A different kind of intimacy anchors “The Wonderful World That Almost Was: A Life of Peter Hujar and Paul Thek” (Farrar, Straus and Giroux) by Andrew Durbin. Rather than centering Hujar’s widely discussed relationship with David Wojnarowicz, Durbin traces the photographer’s earlier bond with Thek, the American artist known for visceral, bodily sculptures. The book follows their connection from the 1950s through the 1970s, charting how friendship tipped into romance and how that relationship functioned as a creative engine for both men. The narrative is also shadowed by the era’s losses: both Hujar and Thek later died of AIDS-related causes, a fact that lends the biography an elegiac undertone without reducing it to tragedy.

For readers drawn to art-world fiction with a sharper edge, Luke Goebel’s debut novel “Kill Dick” (Red Hen Press) imagines a bicoastal satire fueled by grievance, privilege, and spectacle. The story is told from the perspective of an NYU art school dropout who despises her father, a lawyer for Dick Sickler, a thinly veiled Sackler patriarch. In Goebel’s setup, rebellion takes a deliberately self-destructive turn: the protagonist becomes addicted to OxyContin and channels her rage into a transgressive public art installation designed to shame the Sicklers. The novel positions itself in the wake of activist art and institutional critique, using the language of contemporary media and art-scene posturing to push its revenge fantasy into uncomfortable territory.

On the scholarly side, Joanna Fiduccia’s “Figures of Crisis: Alberto Giacometti and the Myths of Nationalism” (Yale University Press) turns attention to a body of work Giacometti made in the 1930s: a series of plaster heads that have often been treated as an awkward detour between his Surrealist period and the attenuated figures that later defined his reputation. Fiduccia argues that these heads are not an interlude but a pivot point, reframing the decade’s formal questions as inseparable from politics and the myths nations tell about themselves.
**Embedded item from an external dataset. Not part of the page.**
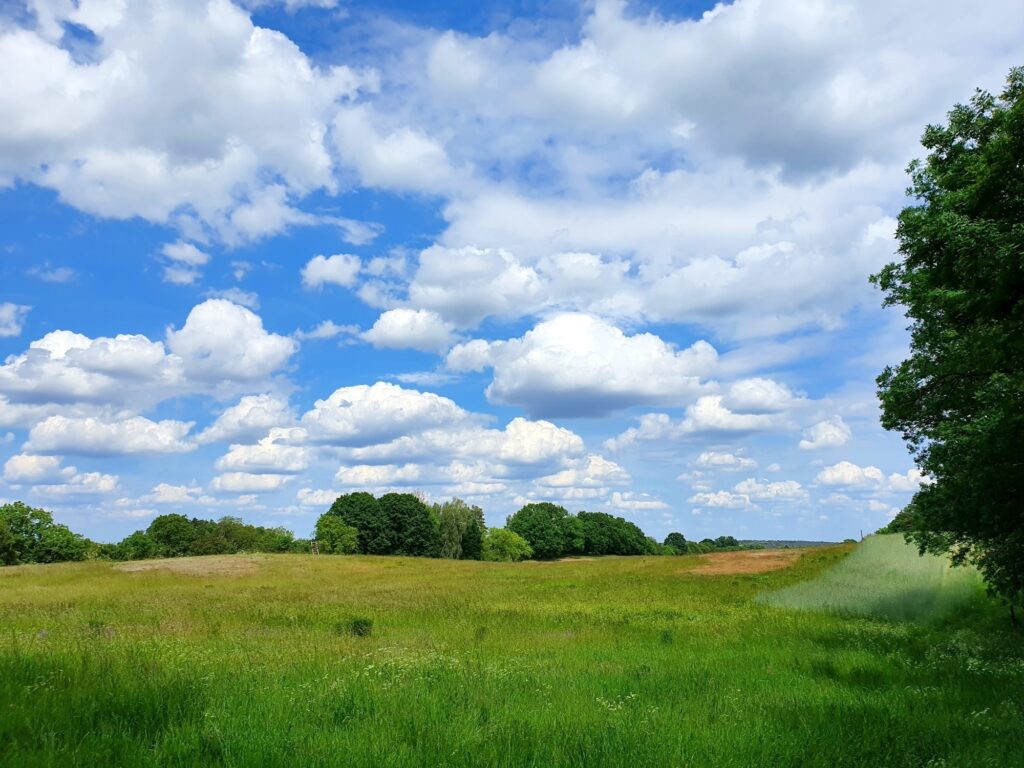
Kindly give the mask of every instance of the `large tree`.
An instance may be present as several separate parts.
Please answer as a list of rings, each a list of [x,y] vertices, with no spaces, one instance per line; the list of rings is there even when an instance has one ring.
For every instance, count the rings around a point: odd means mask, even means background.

The book also revisits a famous exchange with Surrealist leader André Breton, who dismissed the heads with “Everyone knows what a head is,” to which Giacometti replied, “Not I.”

Together, these titles sketch a season in which the art world appears less as a glamorous backdrop than as a site where power, mentorship, desire, and ideology are tested in public. Whether through Lerner’s anxious social choreography, Durbin’s tender reconstruction of a partnership, Goebel’s scorched satire, or Fiduccia’s political rereading of form, the spring list suggests that art books remain one of the most revealing ways to watch culture think out loud.